Ile tracimy na użytkowniku?

Piotr Siwiński
7 min readAug 14, 2020
Photo by Brooke Cagle on Unsplash

Z pojęciem “użytkownik” spotykam się w swojej codzienności już ponad osiemnaście lat. Pierwszym “użytkownikiem” dla mnie byli uczniowie szkoły, do której uczęszczałem. Moim zadaniem było stworzenie nowej strony internetowej naszego liceum. Później przez wszystkie lata pracy jako developer, a teraz projektant, nie było dnia, bym przynajmniej raz dziennie nie wypowiedział tego słowa (nawet w weekendy). W końcu to właśnie “użytkownik” jest odbiorcą mojej pracy i głównym celem dla którego na codzień stawiam przemyślane, zbadane i przedyskutowane z innymi projektantami kreski.

A co gdyby zamienić “użytkownik” na “człowiek” w naszym codziennym podejściu?

Jakiś czas temu skonfrontowałem się z dwoma sytuacjami, które wierzę, że odpowiedzą bardzo obrazowo na zadane wyżej pytanie.

Hormony, przyjemność i szlaki w naszym mózgu.

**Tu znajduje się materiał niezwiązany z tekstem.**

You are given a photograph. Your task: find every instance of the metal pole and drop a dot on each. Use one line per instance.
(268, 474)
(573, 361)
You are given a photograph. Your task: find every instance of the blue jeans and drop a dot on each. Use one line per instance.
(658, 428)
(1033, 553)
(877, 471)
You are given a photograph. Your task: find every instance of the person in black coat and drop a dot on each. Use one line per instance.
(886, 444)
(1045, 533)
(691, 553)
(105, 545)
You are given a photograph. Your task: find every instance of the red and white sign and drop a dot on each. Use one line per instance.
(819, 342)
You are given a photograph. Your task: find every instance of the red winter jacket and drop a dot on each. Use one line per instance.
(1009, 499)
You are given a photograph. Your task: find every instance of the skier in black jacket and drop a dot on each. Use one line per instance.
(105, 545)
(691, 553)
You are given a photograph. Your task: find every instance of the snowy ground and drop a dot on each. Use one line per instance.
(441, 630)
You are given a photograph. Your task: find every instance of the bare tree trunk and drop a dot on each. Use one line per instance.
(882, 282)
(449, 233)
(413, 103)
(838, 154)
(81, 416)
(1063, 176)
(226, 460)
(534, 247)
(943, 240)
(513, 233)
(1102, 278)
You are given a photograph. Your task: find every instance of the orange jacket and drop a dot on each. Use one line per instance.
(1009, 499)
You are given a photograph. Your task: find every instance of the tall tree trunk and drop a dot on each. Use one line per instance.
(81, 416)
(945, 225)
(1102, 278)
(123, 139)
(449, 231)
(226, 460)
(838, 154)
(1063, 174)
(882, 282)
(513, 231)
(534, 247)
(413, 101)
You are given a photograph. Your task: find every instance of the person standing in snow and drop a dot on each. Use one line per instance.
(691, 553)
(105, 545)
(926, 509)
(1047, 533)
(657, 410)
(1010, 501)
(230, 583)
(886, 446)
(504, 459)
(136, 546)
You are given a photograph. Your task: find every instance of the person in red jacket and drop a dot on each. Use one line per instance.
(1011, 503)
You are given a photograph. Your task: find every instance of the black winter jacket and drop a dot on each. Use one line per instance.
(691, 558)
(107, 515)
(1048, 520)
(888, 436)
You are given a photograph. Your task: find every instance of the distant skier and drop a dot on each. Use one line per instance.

Ponad dwa lata temu, moja małżonka przeglądała jeden ze znanych sklepów internetowych na swoim telefonie. Miała przy tym niezwykle rozpromienioną twarz. Zacząłem się zastanawiać dlaczego korzystając z innych sklepów nigdy nie widziałem tak pozytywnej reakcji, mimo tego, że na pierwszy rzut oka sklepy nie różniły się zbyt wiele.

Tak przebrnąwszy przez tematykę e-commerce, nałogowo kupowane hot-dogi w Ikei, podgrzewane ściany do suszenia ręczników w hotelach i rekord Guinnessa sprzedaży Microsoft Kinect trafiłem na “mózgowy szlak przyjemności”.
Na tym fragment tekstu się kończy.